Empowering California Drivers

To Maintain Their Driving Privilege


 What is a Notice from the California Department of Motor Vehicles?

 All California drivers will receive some type of correspondence from the Department of Motor Vehicles (DMV) at one time or another.  The most common items received by drivers in the mail are “Notices.”

A Notice is the DMV’s way of informing a driver that he or she is required to take some type of action.  The most common Notices received by drivers are:

  • Notice of Driver License Renewal: This normally arrives in the mail once every five years before a person’s driver license is due to expire.
  • Notice of Vehicle Registration Renewal: This notice normally arrives once each year to remind a driver that they must renew the registration tags on their vehicles.

There are however, more onerous “Notices” sent out by the DMV.  Some of the most common are:

  • Notice of Appointment: This is normally issued by the DMV when it is scheduling a driver for some form of testing (i.e. written test, vision test, driving test).
  • Notice of Re-Examination Appointment: This is normally issued by the DMV when the department has received notification from any source that a driver may no longer possess the Skill, the Knowledge or the Physical/Mental Capability to drive.  This type of notice informs a driver that an investigation has begun to determine their fitness to drive.
  • Courtesy Notice: This type of Notice is normally issued by the DMV as a warning to a driver that their violation point count is too high and they are in danger of suspension if they receive any more points on their record.
  • Notice of Findings and Decision: This type of Notice is normally issued by the DMV at the conclusion of an Administrative Hearing.  This advises the driver whether they won or lost their hearing and what action the DMV intends to take with regards to their driver license.

What action should I take after receiving a “Notice” from the DMV?
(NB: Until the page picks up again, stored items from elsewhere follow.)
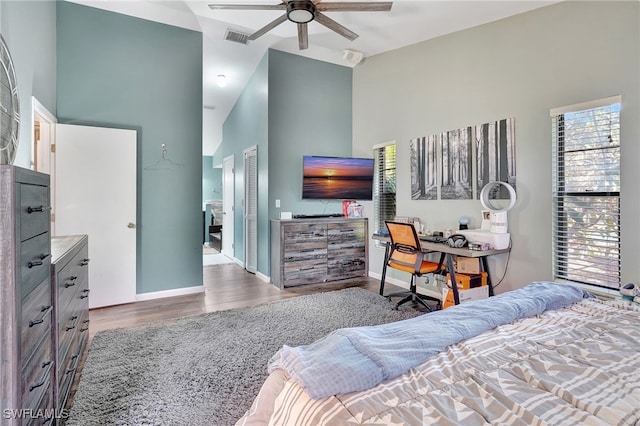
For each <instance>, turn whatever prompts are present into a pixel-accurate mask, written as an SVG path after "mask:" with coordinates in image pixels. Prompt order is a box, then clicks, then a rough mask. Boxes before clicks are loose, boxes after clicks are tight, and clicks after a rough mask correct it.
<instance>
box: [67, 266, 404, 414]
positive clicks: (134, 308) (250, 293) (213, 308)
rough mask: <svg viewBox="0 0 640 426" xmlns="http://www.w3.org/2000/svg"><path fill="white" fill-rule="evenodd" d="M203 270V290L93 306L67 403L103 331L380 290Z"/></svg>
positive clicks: (241, 272)
mask: <svg viewBox="0 0 640 426" xmlns="http://www.w3.org/2000/svg"><path fill="white" fill-rule="evenodd" d="M203 271H204V273H203V281H204V283H203V284H204V292H203V293H197V294H190V295H184V296H175V297H167V298H163V299H155V300H149V301H142V302H136V303H129V304H125V305H118V306H109V307H106V308H98V309H91V310H90V311H89V319H90V322H89V342H88V344H87V345H85V349H84V352H83V354H82V358H81V360H80V362H79V365H78V374H77V375H76V378H75V381H74V383H73V385H72V387H71V391H70V395H69V399H68V400H67V404H66V407H67V408H70V407H71V405H72V404H73V397H74V395H75V392H76V390H77V388H78V382H79V380H80V377H81V376H82V368H83V367H84V363H85V361H86V357H87V353H88V349H89V347H90V345H91V340H92V339H93V336H95V335H96V333H98V332H100V331H105V330H111V329H115V328H130V327H139V326H145V325H150V324H154V323H157V322H160V321H166V320H171V319H175V318H181V317H186V316H192V315H198V314H203V313H206V312H214V311H222V310H226V309H235V308H242V307H250V306H256V305H260V304H263V303H267V302H272V301H276V300H283V299H288V298H291V297H296V296H301V295H305V294H312V293H320V292H325V291H333V290H340V289H343V288H348V287H360V288H363V289H366V290H369V291H372V292H374V293H378V291H379V288H380V281H379V280H377V279H373V278H367V277H363V278H354V279H349V280H344V281H335V282H330V283H322V284H313V285H303V286H299V287H292V288H287V289H284V290H280V289H278V288H277V287H275V286H274V285H273V284H270V283H266V282H264V281H262V280H261V279H260V278H258V277H256V276H255V275H254V274H251V273H249V272H247V271H245V270H244V269H243V268H242V267H240V266H238V265H237V264H235V263H226V264H221V265H210V266H205V267H204V270H203ZM401 290H403V289H401V288H400V287H398V286H395V285H393V284H389V283H387V284H386V285H385V293H387V292H393V291H401Z"/></svg>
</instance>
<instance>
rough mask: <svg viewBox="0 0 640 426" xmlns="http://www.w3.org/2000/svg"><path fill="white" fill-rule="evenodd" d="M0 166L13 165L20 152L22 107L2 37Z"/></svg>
mask: <svg viewBox="0 0 640 426" xmlns="http://www.w3.org/2000/svg"><path fill="white" fill-rule="evenodd" d="M0 63H1V64H2V67H0V68H1V69H0V164H12V163H13V160H15V158H16V152H17V150H18V131H19V127H20V107H19V104H18V87H17V85H16V72H15V69H14V68H13V61H12V60H11V55H10V54H9V49H8V48H7V44H6V43H5V42H4V38H2V36H1V35H0Z"/></svg>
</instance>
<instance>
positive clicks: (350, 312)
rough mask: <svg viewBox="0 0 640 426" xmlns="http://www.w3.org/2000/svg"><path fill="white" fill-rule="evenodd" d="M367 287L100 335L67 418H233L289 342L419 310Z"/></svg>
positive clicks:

 Everything the DMV does is time sensitive so you should assume a “Notice” is giving you a specific period of time to take a specific action. If you have received a “Notice” from the California Department of Motor Vehicles, it is best to read it and read it again.  Make sure you are crystal clear as to what the Notice requires you to do and then get it done.

Although there is no legal requirement that a driver be represented at any DMV action, it can often be in the driver’s best interest to seek professional help to decipher the meaning of any Notice.  A driver can enlist the assistance of an Administrative Advocate to explain the meaning of any Notice received from the DMV and to plan a proper response if necessary.